It wasn’t a dress rehearsal, considering there will be a full week of practice before their playoff opener.
And he wasn’t played for seeding, with the No. 1 spot in the Eastern Conference playoffs secured a night earlier.
Friday night was more of a time to create another night of regular season magic at the FTX Arena.
On that score, another mission accomplished, with the Heat pushing to a 113-109 victory over the Atlanta Hawks, a team playing hard for the top seed position ahead of Sunday’s NBA Season Finals.
“It’s for the fans, man,” center Bam Adebayo said. “We have amazing fans. I can’t wait to see what White Hot [the Heat home playoff theme] looks like.”
What the Heat achieved in their home final provided many reminders of how they got to the top of the East and what might be to come.
There were 24 points from Adebayo, 20 from Jimmy Butler, 16 from Kyle Lowry and 15 from Tyler Herro, whose 3-pointer with 1:27 was crucial.
The Heat, now on a season-best six-game winning streak, will wrap up their regular season Sunday at the Amway Center against the Orlando Magic, with coach Erik Spoelstra expected to hold their regulars.
Trae Young led the Hawks with 35 points, with teammate Bogdan Bogdanovic adding 25.
Five degrees of heat from Friday’s game:
1. Closing time: The Heat led 24-22 at the end of the first period, trailed 61-56 at halftime, then took a 91-87 lead in the fourth.
From there, the Hawks took a 103-97 lead with 5:18 left.
But with 1:44 to go, a Herro 3-pointer that blasted off the front edge put the Heat up 109-107.
A young floater would tie it 109-109 with 1:27 remaining, Adebayo rushing for a dunk with 27.1 seconds remaining for a 111-109 Heat lead.
A missed 3-point attempt from the Hawks later, Herro got to the line with 5.7 seconds left, draining the two for a four-point lead, effectively ending the line.

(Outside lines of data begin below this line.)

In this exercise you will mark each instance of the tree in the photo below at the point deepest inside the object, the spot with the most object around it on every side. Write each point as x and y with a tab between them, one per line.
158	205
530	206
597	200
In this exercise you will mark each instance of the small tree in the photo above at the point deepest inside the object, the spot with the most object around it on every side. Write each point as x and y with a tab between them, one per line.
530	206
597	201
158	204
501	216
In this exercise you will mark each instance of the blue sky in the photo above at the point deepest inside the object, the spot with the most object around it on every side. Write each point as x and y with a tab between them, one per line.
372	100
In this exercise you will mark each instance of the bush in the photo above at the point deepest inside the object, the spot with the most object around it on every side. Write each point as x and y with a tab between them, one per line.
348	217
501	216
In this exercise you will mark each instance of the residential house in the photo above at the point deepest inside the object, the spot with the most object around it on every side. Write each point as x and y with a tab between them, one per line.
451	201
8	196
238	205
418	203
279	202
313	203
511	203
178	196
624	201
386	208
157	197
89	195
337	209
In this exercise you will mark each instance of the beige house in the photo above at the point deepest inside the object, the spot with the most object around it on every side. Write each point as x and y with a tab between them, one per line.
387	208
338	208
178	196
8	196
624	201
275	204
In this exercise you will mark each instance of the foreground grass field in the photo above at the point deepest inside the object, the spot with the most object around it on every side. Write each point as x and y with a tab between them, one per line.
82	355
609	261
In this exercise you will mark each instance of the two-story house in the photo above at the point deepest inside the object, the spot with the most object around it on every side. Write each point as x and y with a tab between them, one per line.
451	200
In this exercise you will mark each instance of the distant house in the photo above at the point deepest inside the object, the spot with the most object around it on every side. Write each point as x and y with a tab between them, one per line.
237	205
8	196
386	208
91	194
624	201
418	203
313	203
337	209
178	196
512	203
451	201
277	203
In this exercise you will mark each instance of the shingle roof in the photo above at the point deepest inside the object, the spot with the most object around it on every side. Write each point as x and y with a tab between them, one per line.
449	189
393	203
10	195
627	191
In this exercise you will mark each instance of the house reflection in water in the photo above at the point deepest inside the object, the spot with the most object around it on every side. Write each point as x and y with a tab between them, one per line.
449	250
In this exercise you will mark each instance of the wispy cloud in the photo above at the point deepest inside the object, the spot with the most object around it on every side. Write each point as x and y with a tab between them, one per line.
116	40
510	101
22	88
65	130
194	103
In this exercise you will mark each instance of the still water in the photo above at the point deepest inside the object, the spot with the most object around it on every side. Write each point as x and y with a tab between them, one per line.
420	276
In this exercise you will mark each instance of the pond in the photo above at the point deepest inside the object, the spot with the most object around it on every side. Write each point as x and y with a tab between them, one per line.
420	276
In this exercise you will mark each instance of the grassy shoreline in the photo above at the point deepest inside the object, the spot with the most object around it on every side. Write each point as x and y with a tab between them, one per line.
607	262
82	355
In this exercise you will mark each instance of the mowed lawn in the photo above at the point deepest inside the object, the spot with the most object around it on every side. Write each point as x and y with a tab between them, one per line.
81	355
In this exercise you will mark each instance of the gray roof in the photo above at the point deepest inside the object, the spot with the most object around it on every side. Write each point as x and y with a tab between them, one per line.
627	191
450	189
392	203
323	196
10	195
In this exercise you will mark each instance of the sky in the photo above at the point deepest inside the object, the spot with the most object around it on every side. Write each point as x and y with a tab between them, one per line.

2. Focus on the playoffs: As the Brooklyn Nets hold on to defeat the visiting Cleveland Cavaliers 118-107 on Friday night, they moved the Nets to No. 7 in the East, needing only a victory Sunday over the visiting Indiana Pacers to clinch the No. 7 seed.
The No. 7 seed hosts the No. 8 seed in the first round of the qualifying tournament on Tuesday night, with the winner of that game earning the No. 7 seed and leaving the Heat side of the Eastern Conference bracket of the Heat.
The Heat will face the No. 8 seed, which won’t be determined until next Friday, in a best-of-seven series that opens a week from Sunday at FTX Arena.
If the Nets exited the qualifying round at No. 7, the Heat’s first-round playoff opponent would be the Hawks, Cavaliers or Charlotte Hornets.
3. Attrition problem: With the Heat opting to play with their primary rotation, they ended up losing a member of their power rotation for the second time in as many games.
Three nights after power forward PJ Tucker was lost with a strained right calf in Tuesday night’s home win over the Hornets, backup center Dewayne Dedmon limped to the locker room with 8:50 left. do, after going to court during a defensive scramble.
Dedmon had been questionable coming in, with a sprained right ankle.
The Heat were already without third-string center Omer Yurtseven, due to a non-COVID stomach illness.
4. Work well: If this was an attempt by the Heat to send a message to Young ahead of a possible playoff game, that message was not fully received.
After scoring six points in the first quarter, Young broke in for 17 in the second period, ending the first half 9 of 11 from the field, including 6 of 6 in the second period.
It was the 29th time this NBA-leading season that Young had scored 20 or more goals in one half.
The Heat started with Caleb Martin defending Young, but changed everything when they didn’t bring in a second defenseman.
Young closed 12 of 23 from the field, but only 3 of 11 on 3-pointers. He had eight assists, but also seven turnovers.
5. With meaning: Spoelstra said it was important to appreciate winning the No. 1 seed, which the Heat clinched on Thursday.
“It means something,” he said. “I think you can derive gratitude from that and the gratification of a meaningful regular season. That’s not all, but it’s definitely something. And I think it’s always good to shoot for something in this league and to compete for something.
Spoelstra said it all comes down to perspective.
“It wasn’t something we talked about every day,” he said, “but we talked about learning how to win, and doing it with no excuses, and doing it with a lot of different things. coming our way this year, and adversity and guys in and out of training.